As Roval claims, these wheels have been designed to roll best with a set of 26mm tyres attached. With that in mind, I affixed a set of 25mm Continental GP5000 knowing that when pumped to my favoured 85psi were likely to measure around that 26mm mark, if not even wider. It proved a perfect match.

For more, see the Roval website here.

It was as comfortable as you could expect from a set of 25mm tyres. Sure, if I was running these tubeless I could run lower pressure, which would mean a smoother ride but equally, but I was never left thinking, ‘If only these were tubeless then I’d be much more comfortable.'

Puncture resistance was not a concern either, in that I didn't puncture once despite testing these wheels throughout November, a month where the weather typically washes (or blows) anything and everything onto the roads.

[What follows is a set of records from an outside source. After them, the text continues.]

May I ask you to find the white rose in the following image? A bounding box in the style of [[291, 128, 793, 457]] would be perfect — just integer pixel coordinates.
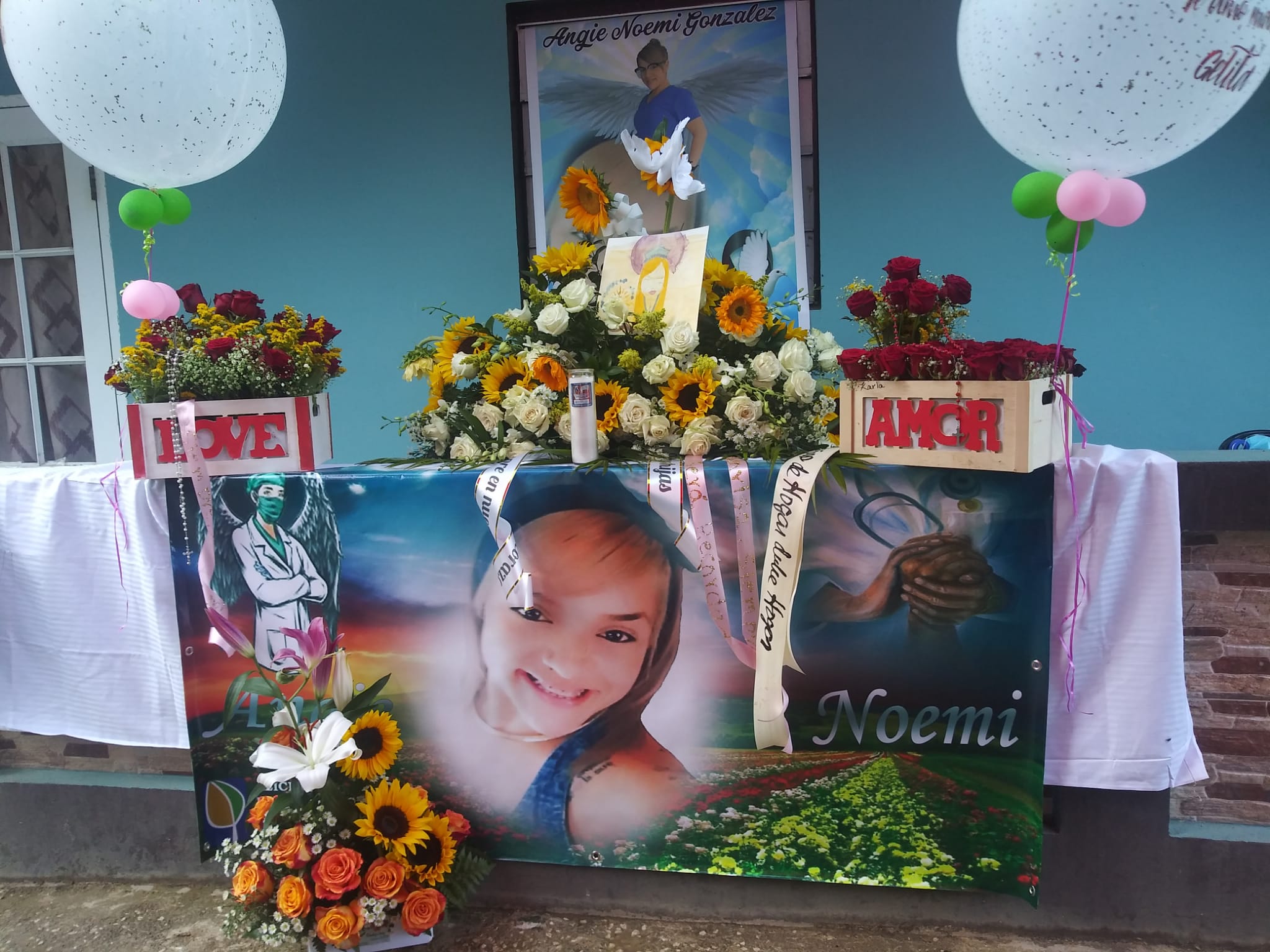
[[561, 278, 596, 314], [503, 301, 533, 321], [450, 433, 480, 459], [777, 340, 812, 373], [722, 395, 763, 426], [515, 397, 551, 437], [533, 303, 569, 337], [749, 353, 777, 390], [642, 354, 676, 383], [662, 321, 699, 356], [419, 414, 450, 451], [600, 294, 631, 332], [617, 394, 653, 434], [785, 371, 815, 403], [641, 416, 673, 446], [473, 401, 503, 437]]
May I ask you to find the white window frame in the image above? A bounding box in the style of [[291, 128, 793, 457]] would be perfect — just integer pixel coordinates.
[[0, 95, 127, 466]]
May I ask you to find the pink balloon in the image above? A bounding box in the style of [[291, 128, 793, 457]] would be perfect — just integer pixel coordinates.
[[1099, 179, 1147, 229], [122, 280, 175, 321], [1058, 170, 1111, 221]]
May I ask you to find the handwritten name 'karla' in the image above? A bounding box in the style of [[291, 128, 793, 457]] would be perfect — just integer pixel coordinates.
[[542, 4, 777, 52]]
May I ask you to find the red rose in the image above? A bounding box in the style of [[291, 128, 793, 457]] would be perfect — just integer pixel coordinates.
[[870, 344, 908, 379], [260, 344, 291, 377], [847, 288, 877, 317], [908, 278, 940, 314], [838, 346, 869, 379], [203, 338, 238, 361], [880, 278, 908, 307], [940, 274, 970, 305], [962, 340, 1003, 379], [177, 284, 207, 314], [904, 344, 935, 379], [882, 255, 922, 281]]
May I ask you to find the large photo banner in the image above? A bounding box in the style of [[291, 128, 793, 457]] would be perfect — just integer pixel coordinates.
[[521, 0, 810, 326], [169, 461, 1053, 901]]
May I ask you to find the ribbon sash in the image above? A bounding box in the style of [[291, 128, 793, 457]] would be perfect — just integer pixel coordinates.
[[755, 447, 838, 754]]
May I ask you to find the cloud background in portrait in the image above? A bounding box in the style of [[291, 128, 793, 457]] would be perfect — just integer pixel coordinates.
[[531, 4, 797, 303]]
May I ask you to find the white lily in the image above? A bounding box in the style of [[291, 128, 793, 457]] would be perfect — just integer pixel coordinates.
[[600, 192, 644, 237], [252, 711, 362, 793], [623, 120, 706, 200]]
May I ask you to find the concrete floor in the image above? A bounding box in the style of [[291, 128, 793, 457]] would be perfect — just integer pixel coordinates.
[[0, 882, 1214, 952]]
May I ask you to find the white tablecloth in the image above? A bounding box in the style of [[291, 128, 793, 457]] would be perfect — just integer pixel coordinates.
[[0, 447, 1207, 790]]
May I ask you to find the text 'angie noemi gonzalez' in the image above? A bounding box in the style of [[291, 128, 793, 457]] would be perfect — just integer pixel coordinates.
[[812, 688, 1023, 747]]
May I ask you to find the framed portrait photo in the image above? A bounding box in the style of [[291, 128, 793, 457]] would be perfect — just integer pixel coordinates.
[[508, 0, 819, 326]]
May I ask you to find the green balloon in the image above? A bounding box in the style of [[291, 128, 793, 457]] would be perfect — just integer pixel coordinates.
[[159, 188, 189, 224], [1010, 171, 1063, 218], [120, 188, 162, 231], [1046, 212, 1093, 255]]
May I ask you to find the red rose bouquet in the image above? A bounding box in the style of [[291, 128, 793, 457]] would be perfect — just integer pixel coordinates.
[[842, 257, 970, 346]]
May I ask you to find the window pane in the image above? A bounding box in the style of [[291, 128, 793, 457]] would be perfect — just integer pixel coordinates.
[[35, 363, 97, 464], [0, 258, 27, 356], [0, 367, 35, 464], [22, 255, 84, 356], [9, 144, 71, 249], [0, 156, 12, 252]]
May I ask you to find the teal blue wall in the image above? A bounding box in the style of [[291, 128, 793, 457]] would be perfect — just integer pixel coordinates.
[[0, 0, 1270, 461]]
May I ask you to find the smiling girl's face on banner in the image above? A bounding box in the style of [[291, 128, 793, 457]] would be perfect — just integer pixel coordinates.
[[479, 510, 670, 738]]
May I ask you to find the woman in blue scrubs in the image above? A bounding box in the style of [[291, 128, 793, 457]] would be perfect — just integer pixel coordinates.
[[635, 39, 706, 171]]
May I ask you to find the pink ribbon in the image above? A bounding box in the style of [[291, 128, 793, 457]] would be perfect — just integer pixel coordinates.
[[683, 456, 756, 669], [177, 400, 234, 655], [1049, 222, 1093, 713]]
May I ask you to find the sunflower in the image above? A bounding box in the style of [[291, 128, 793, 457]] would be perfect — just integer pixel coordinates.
[[480, 356, 530, 403], [337, 711, 401, 781], [701, 258, 753, 314], [815, 383, 842, 446], [596, 379, 630, 433], [433, 317, 494, 383], [560, 165, 612, 235], [354, 779, 430, 850], [395, 813, 456, 886], [715, 284, 767, 339], [639, 136, 674, 195], [660, 371, 716, 426], [533, 241, 596, 276], [533, 354, 569, 394]]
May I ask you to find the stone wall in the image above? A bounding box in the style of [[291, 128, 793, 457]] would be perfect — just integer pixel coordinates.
[[1172, 531, 1270, 825]]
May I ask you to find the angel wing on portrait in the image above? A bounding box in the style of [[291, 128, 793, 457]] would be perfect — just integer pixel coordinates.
[[198, 472, 343, 631], [538, 60, 788, 138]]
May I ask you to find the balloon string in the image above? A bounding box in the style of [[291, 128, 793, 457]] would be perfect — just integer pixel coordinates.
[[1049, 222, 1093, 713]]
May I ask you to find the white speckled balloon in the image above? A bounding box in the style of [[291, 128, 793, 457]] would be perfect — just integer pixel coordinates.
[[0, 0, 287, 188], [955, 0, 1270, 177]]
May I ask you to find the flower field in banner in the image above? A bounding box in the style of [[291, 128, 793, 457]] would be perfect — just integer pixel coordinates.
[[615, 754, 1040, 899]]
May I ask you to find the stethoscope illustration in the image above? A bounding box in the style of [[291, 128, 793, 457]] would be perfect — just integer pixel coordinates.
[[852, 470, 982, 549]]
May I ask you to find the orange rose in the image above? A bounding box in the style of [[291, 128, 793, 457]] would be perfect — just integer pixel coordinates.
[[315, 904, 366, 948], [533, 354, 569, 394], [278, 876, 314, 919], [273, 824, 314, 870], [401, 890, 446, 935], [230, 859, 273, 906], [446, 810, 473, 845], [313, 847, 362, 899], [365, 859, 405, 899], [246, 797, 277, 829]]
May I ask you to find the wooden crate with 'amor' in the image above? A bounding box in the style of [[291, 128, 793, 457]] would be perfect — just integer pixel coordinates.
[[841, 377, 1072, 472], [128, 394, 332, 480]]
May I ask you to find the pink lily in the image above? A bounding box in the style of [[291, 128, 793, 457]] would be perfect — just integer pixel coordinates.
[[273, 615, 327, 676], [207, 608, 255, 658], [314, 632, 344, 694]]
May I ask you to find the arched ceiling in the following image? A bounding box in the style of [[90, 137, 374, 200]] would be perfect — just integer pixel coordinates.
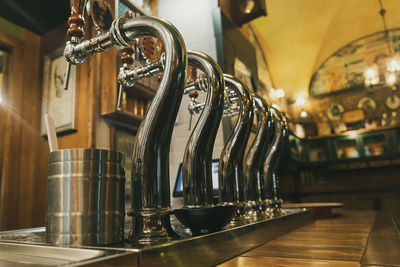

The only real problem for me here is the price. These wheels cost £1,850, which will be out of range for a lot of riders. Ultimately, though, Roval designed these wheels to excel in performance rather than offer value – Deceuninck-QuickStep and Bora-Hansgrohe want wheels that will win races, after all.

At the same time, other brands are charging up to £3,000 for wheels that perform to this level, so despite their price they do offer decent value for money.

Ultimately, if I did have the money for such an investment myself, I would probably buy a set of Roval Rapide CLX wheels, partly because they do everything you could ask for from a set of top-end, modern, all-rounder carbon wheels... and partly because I know it would get under the skin of all my colleagues who constantly bemoan my resistance to converting to tubeless.